Caen stone (Pierre de Caen) is a light creamy-yellow Jurassic limestone quarried in north-western France near the city of Caen. The limestone is a fine grained oolitic limestone formed in shallow water lagoons in the Bathonian Age about 167 million years ago. The stone is homogeneous, and therefore suitable for carving.

==Use in building==
The stone was first used for building in the Gallo-Roman period with production from open cast quarries restarting in the 11th century. In England, Canterbury Cathedral, Westminster Abbey and the Tower of London were all partially built from imported Caen stone. Underground mining developed in the 19th century, but the stone trade declined in the 20th century, eventually ceasing in the 1960s. Excavation restarted in the 1980s with the stone being used for building the Caen Memorial.
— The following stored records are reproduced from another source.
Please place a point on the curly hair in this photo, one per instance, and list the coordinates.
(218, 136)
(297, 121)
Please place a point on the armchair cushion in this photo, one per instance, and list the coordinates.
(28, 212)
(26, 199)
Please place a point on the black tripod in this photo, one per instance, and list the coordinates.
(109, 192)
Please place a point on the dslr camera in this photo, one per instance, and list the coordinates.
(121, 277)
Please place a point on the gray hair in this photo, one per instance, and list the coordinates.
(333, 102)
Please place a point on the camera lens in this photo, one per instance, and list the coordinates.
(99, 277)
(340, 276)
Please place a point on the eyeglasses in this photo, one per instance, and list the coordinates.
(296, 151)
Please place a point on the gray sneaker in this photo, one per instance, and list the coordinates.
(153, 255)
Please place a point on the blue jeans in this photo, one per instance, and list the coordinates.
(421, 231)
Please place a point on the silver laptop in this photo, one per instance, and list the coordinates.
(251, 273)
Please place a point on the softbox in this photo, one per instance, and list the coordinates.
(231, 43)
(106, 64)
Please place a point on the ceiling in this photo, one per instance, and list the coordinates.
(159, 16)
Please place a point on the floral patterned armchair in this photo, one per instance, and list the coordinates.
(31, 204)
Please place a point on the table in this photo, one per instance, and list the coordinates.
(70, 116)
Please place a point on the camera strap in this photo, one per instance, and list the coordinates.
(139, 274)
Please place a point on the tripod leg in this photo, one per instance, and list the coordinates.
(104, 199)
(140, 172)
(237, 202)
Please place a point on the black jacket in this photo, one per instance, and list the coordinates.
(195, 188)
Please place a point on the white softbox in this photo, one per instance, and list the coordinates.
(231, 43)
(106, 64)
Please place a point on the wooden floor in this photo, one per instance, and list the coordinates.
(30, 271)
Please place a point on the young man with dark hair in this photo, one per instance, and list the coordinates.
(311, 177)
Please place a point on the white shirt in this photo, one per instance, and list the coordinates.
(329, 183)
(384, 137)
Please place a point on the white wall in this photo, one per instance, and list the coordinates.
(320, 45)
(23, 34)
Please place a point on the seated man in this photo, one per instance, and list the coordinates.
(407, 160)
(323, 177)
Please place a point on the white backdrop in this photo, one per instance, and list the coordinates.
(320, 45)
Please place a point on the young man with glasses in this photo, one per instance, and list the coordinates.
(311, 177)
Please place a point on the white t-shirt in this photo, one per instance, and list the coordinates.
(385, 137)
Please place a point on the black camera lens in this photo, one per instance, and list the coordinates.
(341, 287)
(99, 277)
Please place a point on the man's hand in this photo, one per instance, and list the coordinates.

A 2004 decree by Caen city council authorised the annual quarrying of 9000 tonnes of stone.

===Notable examples===
- Caen stone was used in the construction of the late 11th-century austere Norman Romanesque Church of Saint-Étienne, at the Abbaye-aux-Hommes (on the east side of Caen), which was founded by William the Conqueror, whose tomb is located there.
- The Norman Romanesque Church of La Trinité, at the Abbaye-aux-Dames (on the west side of the city), was founded by William's wife, Matilda of Flanders. Her tomb is located there.
- Both abbeys in Caen were built with Caen stone in Norman Romanesque style, and both were unscathed by heavy aerial bombing in July 1944 that destroyed much of the city, as they were being used by the local populace to shelter from the air raids.
- Used by the Normans for the cathedral and castle in Norwich, where it was brought by boat up the River Wensum. Caen stone was also used extensively in Canterbury Cathedral. It was used by Henry I of England at Reading Abbey and fine examples of Romanesque sculpture in Caen stone are in the collection at the Museum of Reading. Perhaps the most famous Norman building that used Caen stone in its construction is the Tower of London.
- Caen stone continued to be a popular material in Britain after the Norman period. For example, it was used for parts of the 19th-century clock tower at the Palace of Westminster (Big Ben).
- The statues on the Martyrs' Memorial in Oxford are carved of Caen stone.
- Caen stone has also been exported to the United States, Bermuda, Canada and recently Saudi Arabia. The narthex screen on the east wall of the sanctuary at Old South Church in Boston, Massachusetts is built of Caen stone.
The high altar of St. Mary's Church in Dedham, Massachusetts is made of Caen stone.